The Italian champion, who had unsettled defending champion Froome when he won the fifth stage at the top of La Planche des Belles Filles, powered past Froome just as the Briton raised his right arm to require assistance.
He was followed by most of Froome’s rivals, but none of them took turns in front of the group that had taken shape, with Richie Porte, who later abandoned when he crashed in the descent, appearing to talk him down.
There is no rule against attacking a rider who is suffering a mechanical problem but it can be considered unsporting.
“I didn’t see it because I was attacking from pretty far behind,” Aru, who is second overall 18 seconds behind yellow jersey holder Chris Froome, told reporters.
“Then I heard on the radio that Froome had stopped. I didn’t see it at the time that he had a mechanical problem. I wanted to attack right in that moment — 6km from the summit.”
Froome managed to come back to the group with the help of his team mates, and appeared to elbow Aru, but the Italian played the incident down.

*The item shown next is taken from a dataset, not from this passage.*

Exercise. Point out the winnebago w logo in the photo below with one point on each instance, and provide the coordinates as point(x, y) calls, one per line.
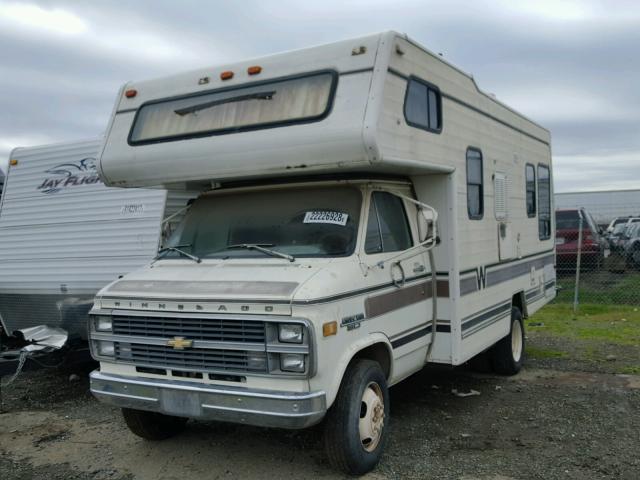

“I was about to fall there. You can even ask him. I was about fall because I touched a fan. He apologized right away. It certainly wasn’t voluntary,” said Aru.
Froome was also diplomatic, saying he did not see Aru was attacking.
In 2010, Alberto Contador came under fire after he attacked Andy Schleck in the climb up to the Port de Bales as his rival’s chain came off.
The Spaniard later apologized.
Aru’s team mate, Jakob Fuglsang, stood by his leader’s decision to attack.
“You cannot always wait when a rider has a mechanical problem. I don’t know what happened in the case of Froome but otherwise you have bad legs, you (claim to) have a mechanical and you get two minutes to breathe in the climbs,” the Dane told reporters.
“We had a tactic to attack early in the climb and we felt good and we also have to do our race.”
Froome finished the stage third and Aru fifth.